Après quelques heures de méditation, l'image de Thaïs lui apparut avec
une extrême netteté. Il la revit telle qu'il l'avait vue lors de la tentation,
belle selon la chair. Elle se montra d'abord comme une Léda,
mollement couchée sur un lit d'hyacinthe, la tête renversée, les yeux
humides et pleins d'éclairs, les narines frémissantes, la bouche
entr'ouverte, la poitrine en fleur et les bras frais comme deux ruisseaux.
A cette vue, Paphnuce se frappait la poitrine et disait:

--Je te prends à témoin, mon Dieu, que je considère la laideur de mon
péché!
Cependant l'image changeait insensiblement d'expression. Les lèvres de
Thaïs révélaient peu à peu, en s'abaissant aux deux coins de la bouche,
une mystérieuse souffrance. Ses yeux agrandis étaient pleins de larmes
et de lueurs; de sa poitrine glonflée de soupirs, montait une haleine
semblable aux premiers souffles de l'orage. A cette vue, Paphnuce se
sentit troublé jusqu'au fond de l'âme. S'étant prosterné, il fit cette prière:
--Toi qui as mis la pitié dans nos coeurs comme la rosée du matin sur
les prairies, Dieu juste et miséricordieux, sois béni! Louange, louange à
toi! Écarte de ton serviteur cette fausse tendresse qui mène à la
concupiscence et fais-moi la grâce de ne jamais aimer qu'en toi les
créatures, car elles passent et tu demeures. Si je m'intéresse à cette
femme, c'est parce qu'elle est ton ouvrage. Les anges eux-mêmes se
penchent vers elle avec sollicitude. N'est-elle pas, ô Seigneur, le souffle
de ta bouche? Il ne faut pas qu'elle continue à pécher avec tant de
citoyens et d'étrangers. Une grande pitié s'est élevée pour elle dans mon
coeur. Ses crimes sont abominables et la seule pensée m'en donne un
tel frisson que je sens se hérisser d'effroi tous les poils de ma chair.
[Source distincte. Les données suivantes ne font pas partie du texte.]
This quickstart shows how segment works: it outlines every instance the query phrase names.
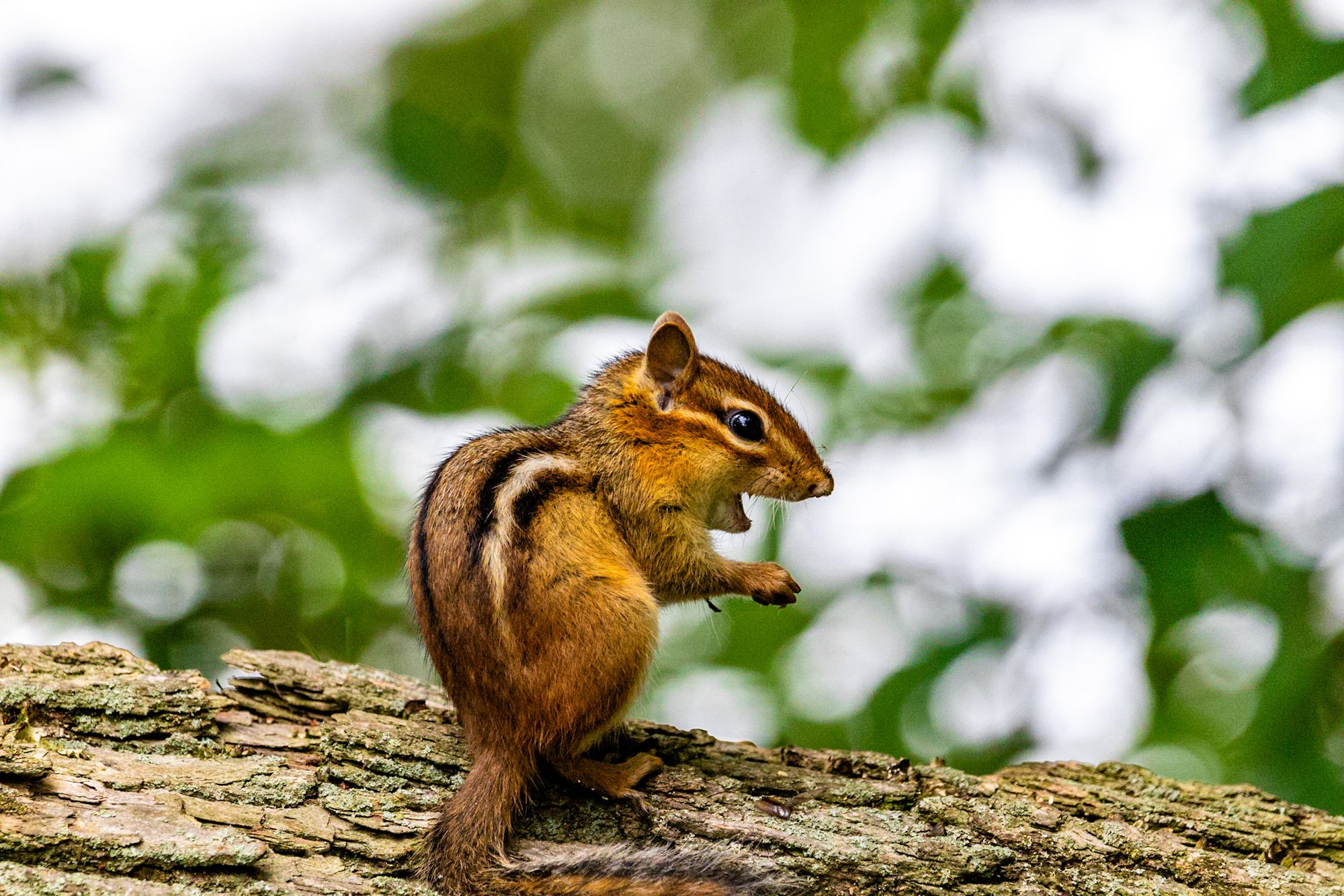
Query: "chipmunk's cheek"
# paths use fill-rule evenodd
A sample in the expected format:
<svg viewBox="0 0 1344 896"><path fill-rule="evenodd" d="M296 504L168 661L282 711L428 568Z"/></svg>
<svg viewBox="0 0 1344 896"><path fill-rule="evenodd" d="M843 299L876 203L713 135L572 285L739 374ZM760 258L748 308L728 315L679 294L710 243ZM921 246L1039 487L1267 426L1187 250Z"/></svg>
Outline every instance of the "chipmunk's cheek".
<svg viewBox="0 0 1344 896"><path fill-rule="evenodd" d="M710 513L710 528L720 532L746 532L751 528L751 517L742 508L742 496L730 494L714 505Z"/></svg>

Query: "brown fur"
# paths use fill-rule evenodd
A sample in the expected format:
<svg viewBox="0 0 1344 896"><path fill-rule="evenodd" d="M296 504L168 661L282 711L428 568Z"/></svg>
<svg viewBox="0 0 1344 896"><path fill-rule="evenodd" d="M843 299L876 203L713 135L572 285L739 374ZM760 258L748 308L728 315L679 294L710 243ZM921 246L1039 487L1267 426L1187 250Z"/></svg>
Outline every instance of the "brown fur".
<svg viewBox="0 0 1344 896"><path fill-rule="evenodd" d="M724 424L741 408L765 420L762 442ZM507 877L497 857L543 762L640 799L634 785L661 762L581 754L644 681L659 606L720 594L793 603L798 586L782 567L719 556L708 529L746 523L731 510L739 493L801 500L831 488L797 420L758 383L700 356L671 313L646 352L598 371L560 419L453 453L425 492L407 564L425 643L476 763L425 841L426 879L448 893L755 892L711 872L634 880L591 862Z"/></svg>

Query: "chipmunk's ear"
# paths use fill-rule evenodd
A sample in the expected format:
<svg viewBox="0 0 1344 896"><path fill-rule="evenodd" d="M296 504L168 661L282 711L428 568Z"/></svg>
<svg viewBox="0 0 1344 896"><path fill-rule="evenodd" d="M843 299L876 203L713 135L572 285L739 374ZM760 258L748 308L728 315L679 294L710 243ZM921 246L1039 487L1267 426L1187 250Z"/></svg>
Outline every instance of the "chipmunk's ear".
<svg viewBox="0 0 1344 896"><path fill-rule="evenodd" d="M671 396L695 379L700 352L691 326L675 312L664 312L653 324L649 347L644 351L644 371L659 390L659 407L667 410Z"/></svg>

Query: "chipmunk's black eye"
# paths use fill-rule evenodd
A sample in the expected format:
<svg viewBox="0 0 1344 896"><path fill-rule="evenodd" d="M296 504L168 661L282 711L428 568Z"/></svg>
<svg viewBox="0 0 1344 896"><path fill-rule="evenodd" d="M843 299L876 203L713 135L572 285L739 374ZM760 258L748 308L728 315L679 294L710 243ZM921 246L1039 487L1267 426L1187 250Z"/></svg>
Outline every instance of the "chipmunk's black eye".
<svg viewBox="0 0 1344 896"><path fill-rule="evenodd" d="M728 431L743 442L759 442L765 438L761 418L751 411L728 411L724 423L728 424Z"/></svg>

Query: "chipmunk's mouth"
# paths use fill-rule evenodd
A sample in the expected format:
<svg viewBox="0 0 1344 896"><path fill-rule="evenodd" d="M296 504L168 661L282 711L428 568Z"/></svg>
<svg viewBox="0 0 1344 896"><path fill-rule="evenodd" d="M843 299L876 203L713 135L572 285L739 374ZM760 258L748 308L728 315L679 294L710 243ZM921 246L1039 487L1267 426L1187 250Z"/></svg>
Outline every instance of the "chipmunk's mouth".
<svg viewBox="0 0 1344 896"><path fill-rule="evenodd" d="M742 494L730 494L710 512L710 528L720 532L746 532L751 528L751 517L742 509Z"/></svg>

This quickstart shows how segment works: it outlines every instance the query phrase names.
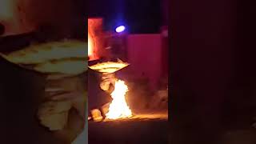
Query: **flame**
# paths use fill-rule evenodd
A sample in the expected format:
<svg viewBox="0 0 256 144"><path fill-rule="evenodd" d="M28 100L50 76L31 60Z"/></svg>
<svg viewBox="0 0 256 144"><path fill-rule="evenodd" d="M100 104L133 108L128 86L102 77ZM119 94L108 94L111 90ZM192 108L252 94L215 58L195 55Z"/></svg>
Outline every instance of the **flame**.
<svg viewBox="0 0 256 144"><path fill-rule="evenodd" d="M88 56L90 57L94 54L94 42L90 34L88 33Z"/></svg>
<svg viewBox="0 0 256 144"><path fill-rule="evenodd" d="M110 105L109 112L106 114L106 118L119 119L132 116L132 112L126 101L127 91L128 86L124 81L117 80L115 82L114 90L111 93L113 101Z"/></svg>

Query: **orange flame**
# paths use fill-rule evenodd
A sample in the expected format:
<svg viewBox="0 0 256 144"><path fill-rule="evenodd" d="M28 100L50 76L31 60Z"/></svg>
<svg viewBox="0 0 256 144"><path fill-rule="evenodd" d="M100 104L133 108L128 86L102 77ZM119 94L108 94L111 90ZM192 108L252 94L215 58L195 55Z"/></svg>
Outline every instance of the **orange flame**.
<svg viewBox="0 0 256 144"><path fill-rule="evenodd" d="M127 91L128 86L125 84L125 82L122 80L116 81L114 90L111 93L113 101L110 105L109 112L106 114L106 118L119 119L132 116L132 112L126 101Z"/></svg>
<svg viewBox="0 0 256 144"><path fill-rule="evenodd" d="M90 57L94 54L94 42L91 35L88 33L88 56Z"/></svg>

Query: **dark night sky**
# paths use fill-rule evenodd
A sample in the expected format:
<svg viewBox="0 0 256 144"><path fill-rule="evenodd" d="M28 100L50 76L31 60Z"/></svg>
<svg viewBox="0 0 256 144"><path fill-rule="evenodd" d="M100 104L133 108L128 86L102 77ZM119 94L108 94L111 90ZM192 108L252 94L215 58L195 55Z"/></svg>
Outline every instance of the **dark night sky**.
<svg viewBox="0 0 256 144"><path fill-rule="evenodd" d="M130 33L158 33L161 26L159 0L94 0L90 1L90 17L103 17L105 28L113 30L125 24Z"/></svg>

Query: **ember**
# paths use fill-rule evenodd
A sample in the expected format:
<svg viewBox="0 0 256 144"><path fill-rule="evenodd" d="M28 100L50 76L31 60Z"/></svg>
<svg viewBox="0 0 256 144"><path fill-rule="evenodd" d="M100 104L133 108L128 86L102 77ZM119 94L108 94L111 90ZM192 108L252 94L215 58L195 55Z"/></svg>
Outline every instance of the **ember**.
<svg viewBox="0 0 256 144"><path fill-rule="evenodd" d="M125 82L118 80L115 82L114 90L111 93L113 101L110 105L109 112L106 114L106 118L119 119L132 116L132 112L126 101L127 91L128 86L125 84Z"/></svg>

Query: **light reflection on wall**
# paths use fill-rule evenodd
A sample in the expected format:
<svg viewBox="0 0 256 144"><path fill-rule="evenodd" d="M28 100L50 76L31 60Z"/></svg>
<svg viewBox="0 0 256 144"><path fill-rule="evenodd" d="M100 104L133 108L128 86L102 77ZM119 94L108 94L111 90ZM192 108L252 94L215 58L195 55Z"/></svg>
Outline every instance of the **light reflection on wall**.
<svg viewBox="0 0 256 144"><path fill-rule="evenodd" d="M90 61L100 58L103 39L101 38L102 18L88 19L88 57Z"/></svg>

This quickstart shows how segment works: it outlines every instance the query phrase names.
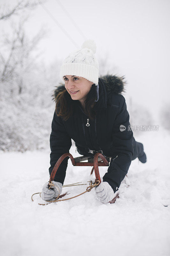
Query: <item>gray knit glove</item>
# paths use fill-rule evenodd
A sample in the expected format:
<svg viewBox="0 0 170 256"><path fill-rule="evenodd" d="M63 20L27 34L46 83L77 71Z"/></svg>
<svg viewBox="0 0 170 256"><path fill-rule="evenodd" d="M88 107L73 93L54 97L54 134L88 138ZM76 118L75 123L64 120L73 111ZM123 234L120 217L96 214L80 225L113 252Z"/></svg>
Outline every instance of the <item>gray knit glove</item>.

Mais plus elle est coupable et plus je dois la plaindre. Je pleure en
songeant que les diables la tourmenteront durant l'éternité.
Comme il méditait de la sorte, il vit un petit chacal assis à ses pieds. Il
en éprouva une grande surprise, car la porte de sa cellule était fermée
depuis le matin. L'animal semblait lire dans la pensée de l'abbé et il
remuait la queue comme un chien. Paphnuce se signa: la bête s'évanouit.
Connaissant alors que pour la première fois le diable s'était glissé dans
sa chambre, il fit une courte prière; puis il songea de nouveau à Thaïs.